Arthur T Knackerbracket has found the following story:
Human beings largely object to income inequality and are willing to correct injustice—unless, of course, it rattles their status quo.
That's the conclusion of a recent study looking at how far people would go to redistribute resources between the haves and have nots. Participants fiercely objected to "when winners become losers and losers become winners," researchers note in the paper, published in the latest issue of Nature Human Behaviour.
Researchers initially recruited Indian, American, and Chinese participants take part in an experimental game they called "the redistribution game." The gist of the game was simple: Participants were given a number of scenarios that would redistribute a fixed sum from a richer person to someone poorer. Participants were told the original standing of wealth was assigned randomly.

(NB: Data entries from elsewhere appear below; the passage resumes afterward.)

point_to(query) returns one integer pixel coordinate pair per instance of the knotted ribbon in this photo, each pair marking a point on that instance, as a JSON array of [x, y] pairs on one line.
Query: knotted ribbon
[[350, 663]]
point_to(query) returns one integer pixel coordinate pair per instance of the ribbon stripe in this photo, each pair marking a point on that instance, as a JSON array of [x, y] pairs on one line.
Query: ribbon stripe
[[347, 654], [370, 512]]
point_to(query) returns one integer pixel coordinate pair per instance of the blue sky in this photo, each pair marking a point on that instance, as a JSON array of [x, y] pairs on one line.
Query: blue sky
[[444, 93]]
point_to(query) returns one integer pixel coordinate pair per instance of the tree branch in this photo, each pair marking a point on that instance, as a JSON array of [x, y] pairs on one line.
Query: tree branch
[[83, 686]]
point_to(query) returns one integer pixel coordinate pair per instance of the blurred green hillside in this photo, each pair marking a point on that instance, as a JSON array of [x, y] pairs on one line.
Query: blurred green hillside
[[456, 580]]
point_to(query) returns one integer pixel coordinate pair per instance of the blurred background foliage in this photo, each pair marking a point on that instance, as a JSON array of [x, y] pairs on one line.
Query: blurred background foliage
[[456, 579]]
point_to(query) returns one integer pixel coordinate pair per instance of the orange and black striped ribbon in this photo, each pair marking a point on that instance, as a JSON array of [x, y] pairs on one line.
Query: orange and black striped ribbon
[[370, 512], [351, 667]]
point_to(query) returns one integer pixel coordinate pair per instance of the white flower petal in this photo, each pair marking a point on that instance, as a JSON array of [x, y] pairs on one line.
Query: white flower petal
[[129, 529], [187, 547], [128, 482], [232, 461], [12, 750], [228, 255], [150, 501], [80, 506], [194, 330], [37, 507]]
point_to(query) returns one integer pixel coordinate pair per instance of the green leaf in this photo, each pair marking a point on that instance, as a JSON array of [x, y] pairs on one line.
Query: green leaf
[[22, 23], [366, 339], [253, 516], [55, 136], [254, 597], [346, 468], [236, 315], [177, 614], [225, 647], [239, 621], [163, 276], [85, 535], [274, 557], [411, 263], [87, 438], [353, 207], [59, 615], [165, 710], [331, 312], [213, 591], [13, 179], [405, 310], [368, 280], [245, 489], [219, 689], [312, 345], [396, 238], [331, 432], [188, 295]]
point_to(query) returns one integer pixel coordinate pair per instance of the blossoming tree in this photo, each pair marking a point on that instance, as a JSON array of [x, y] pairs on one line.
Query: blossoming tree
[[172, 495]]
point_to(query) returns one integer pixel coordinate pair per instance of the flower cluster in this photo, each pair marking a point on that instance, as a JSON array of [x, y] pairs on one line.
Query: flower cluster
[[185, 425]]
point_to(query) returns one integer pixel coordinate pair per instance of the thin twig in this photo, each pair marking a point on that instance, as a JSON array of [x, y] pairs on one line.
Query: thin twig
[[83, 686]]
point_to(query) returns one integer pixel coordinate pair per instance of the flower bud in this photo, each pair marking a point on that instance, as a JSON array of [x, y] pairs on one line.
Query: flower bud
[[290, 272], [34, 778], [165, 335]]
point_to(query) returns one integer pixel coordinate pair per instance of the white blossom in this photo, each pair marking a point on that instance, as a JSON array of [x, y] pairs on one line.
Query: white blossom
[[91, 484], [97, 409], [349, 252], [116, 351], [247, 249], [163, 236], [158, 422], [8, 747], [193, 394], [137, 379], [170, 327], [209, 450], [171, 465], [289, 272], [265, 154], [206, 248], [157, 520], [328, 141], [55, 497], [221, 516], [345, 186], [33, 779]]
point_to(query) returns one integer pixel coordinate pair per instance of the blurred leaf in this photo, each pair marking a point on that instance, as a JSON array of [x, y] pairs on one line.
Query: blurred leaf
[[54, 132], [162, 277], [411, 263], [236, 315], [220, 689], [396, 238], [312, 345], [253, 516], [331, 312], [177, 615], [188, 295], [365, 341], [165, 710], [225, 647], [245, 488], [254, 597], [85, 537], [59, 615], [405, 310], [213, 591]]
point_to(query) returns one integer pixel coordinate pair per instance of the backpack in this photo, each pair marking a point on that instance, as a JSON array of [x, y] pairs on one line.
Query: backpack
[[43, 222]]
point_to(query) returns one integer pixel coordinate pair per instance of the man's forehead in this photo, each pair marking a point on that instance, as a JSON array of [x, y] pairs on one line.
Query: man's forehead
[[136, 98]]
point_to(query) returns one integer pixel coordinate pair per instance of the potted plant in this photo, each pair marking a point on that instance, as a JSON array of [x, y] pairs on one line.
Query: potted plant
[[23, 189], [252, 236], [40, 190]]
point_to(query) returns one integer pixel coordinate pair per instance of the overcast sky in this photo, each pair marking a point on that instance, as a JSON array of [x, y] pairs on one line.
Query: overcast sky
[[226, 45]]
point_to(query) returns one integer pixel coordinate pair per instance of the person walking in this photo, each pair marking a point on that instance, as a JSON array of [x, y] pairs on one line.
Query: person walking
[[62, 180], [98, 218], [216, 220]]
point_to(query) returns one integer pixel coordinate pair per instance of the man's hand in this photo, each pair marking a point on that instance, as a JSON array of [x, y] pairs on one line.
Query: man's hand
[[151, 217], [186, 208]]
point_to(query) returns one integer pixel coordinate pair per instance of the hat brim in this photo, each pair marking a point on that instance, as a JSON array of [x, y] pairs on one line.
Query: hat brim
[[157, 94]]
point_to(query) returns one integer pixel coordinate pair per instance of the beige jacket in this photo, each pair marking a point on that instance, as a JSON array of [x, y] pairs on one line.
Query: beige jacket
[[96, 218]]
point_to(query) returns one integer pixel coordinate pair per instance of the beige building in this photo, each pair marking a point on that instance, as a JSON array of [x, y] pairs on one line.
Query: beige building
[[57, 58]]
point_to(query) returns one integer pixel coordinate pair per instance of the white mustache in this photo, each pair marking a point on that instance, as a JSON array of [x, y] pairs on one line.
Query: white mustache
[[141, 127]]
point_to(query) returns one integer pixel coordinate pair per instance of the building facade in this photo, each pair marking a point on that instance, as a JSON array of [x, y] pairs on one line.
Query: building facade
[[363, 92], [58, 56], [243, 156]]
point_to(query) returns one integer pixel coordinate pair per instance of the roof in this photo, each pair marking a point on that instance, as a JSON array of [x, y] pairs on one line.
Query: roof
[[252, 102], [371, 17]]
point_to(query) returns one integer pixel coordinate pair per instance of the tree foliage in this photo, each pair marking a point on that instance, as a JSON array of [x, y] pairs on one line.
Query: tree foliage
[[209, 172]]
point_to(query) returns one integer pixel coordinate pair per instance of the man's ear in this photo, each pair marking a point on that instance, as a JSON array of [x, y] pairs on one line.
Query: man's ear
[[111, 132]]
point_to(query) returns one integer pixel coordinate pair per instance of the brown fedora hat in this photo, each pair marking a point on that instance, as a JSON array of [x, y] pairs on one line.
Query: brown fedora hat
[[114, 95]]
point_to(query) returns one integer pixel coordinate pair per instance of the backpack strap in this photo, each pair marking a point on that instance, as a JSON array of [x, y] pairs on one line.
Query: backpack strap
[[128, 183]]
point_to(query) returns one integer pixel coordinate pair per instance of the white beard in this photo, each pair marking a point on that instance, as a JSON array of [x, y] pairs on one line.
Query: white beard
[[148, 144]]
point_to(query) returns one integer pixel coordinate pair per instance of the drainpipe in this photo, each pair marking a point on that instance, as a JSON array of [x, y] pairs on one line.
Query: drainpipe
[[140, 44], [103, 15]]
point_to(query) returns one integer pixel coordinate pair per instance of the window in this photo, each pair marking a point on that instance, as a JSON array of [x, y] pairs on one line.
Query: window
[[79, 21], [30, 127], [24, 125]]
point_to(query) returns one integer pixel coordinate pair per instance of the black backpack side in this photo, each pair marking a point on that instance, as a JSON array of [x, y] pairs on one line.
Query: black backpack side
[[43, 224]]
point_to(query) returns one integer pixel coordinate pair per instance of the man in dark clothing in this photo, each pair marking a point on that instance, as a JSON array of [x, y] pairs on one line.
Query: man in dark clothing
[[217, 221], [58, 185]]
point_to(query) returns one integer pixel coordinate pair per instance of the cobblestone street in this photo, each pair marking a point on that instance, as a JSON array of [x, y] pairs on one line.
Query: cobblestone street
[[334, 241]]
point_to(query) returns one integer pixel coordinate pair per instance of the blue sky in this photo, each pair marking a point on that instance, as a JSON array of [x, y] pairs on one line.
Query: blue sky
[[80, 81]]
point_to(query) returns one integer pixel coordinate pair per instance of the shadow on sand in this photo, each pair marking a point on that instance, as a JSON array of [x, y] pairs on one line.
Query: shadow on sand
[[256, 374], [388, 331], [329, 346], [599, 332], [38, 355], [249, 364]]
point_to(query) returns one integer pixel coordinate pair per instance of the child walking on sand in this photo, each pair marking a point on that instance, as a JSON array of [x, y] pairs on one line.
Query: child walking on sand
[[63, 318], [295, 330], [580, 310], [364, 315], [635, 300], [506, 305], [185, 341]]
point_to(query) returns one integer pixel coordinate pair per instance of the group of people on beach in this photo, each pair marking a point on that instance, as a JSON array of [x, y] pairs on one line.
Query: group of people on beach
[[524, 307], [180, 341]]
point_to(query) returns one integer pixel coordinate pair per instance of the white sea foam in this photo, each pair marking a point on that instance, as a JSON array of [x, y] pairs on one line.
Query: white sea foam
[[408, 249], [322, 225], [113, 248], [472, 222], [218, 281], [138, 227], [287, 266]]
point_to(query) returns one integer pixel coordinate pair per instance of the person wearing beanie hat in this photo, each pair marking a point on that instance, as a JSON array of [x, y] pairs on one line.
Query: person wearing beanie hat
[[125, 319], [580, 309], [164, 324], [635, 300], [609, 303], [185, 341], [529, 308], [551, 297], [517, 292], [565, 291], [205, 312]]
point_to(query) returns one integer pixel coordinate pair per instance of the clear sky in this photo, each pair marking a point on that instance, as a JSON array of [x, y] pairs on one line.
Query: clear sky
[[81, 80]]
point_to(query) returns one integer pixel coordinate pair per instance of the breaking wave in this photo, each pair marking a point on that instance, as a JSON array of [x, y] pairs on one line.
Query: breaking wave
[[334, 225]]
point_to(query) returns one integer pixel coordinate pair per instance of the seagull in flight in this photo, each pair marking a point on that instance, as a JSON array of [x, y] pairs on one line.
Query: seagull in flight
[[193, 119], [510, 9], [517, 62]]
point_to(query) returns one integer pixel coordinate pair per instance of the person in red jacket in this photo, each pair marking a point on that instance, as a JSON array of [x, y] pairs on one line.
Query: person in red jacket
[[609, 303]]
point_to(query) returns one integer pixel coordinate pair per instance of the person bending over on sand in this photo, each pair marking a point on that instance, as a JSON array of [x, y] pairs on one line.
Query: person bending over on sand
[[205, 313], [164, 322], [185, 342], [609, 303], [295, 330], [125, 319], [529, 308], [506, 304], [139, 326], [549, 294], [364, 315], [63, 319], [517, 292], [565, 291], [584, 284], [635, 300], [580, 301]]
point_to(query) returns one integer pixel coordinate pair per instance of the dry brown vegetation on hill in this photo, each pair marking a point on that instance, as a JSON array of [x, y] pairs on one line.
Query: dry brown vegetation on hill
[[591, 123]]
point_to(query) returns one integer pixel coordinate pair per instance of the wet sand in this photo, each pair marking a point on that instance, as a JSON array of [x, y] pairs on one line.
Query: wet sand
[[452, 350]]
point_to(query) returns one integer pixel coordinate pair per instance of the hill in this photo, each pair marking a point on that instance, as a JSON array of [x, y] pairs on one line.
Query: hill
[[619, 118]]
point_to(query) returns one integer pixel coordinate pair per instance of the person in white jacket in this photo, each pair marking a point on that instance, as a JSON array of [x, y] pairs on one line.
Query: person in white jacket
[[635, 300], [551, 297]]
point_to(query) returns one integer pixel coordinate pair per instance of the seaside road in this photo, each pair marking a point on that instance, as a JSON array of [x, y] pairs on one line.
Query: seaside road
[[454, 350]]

In the first scenario, participants had to decide if they wanted to transfer two coins from person A (who already had four coins) to person B (who had one). Researchers note the "transfer would reduce inequality," (as there's less of a gap between them), but person B would end up one coin richer than person A, reversing their status.
In the second version of game, participants were asked whether they'd transfer one coin to person B (where person A ended up with three coins and person B with two coins). Researchers ran a third and fourth scenario that allowed participants to transfer coins from person A to B, where the outcome still left person A with significantly more coins.
-- submitted from IRC
(Score: 2, Insightful) by Anonymous Coward on Sunday July 16 2017, @12:33AM (4 children)
Pressure gradients drive gas flow. Thermal gradients cause heat flow. Concentration gradients lead to ion motion. Income gradients induce human activity. Without income inequality, humanity would be even less productive by many measures than it is now.
(Score: 0) by Anonymous Coward on Sunday July 16 2017, @02:18AM (1 child)
Enough of a current through a potential gradient will kill you.
(Score: 3, Insightful) by mth on Sunday July 16 2017, @02:29AM
Yep. I think the discussion shouldn't be about whether inequality should exist, but what levels of inequality are acceptable.
(Score: 0) by Anonymous Coward on Sunday July 16 2017, @06:20AM
(Score: 1) by YeaWhatevs on Sunday July 16 2017, @12:55PM
I like your thinking. Keep in mind though, equally distributed capital tends to become concentrated, not the other way around. This means trying to make a buck is doing work on the system. If you want to see a real explosion of productivity, reset all debts to 0 and distribute capital equally. Then watch the system move towards its equilibrium distribution.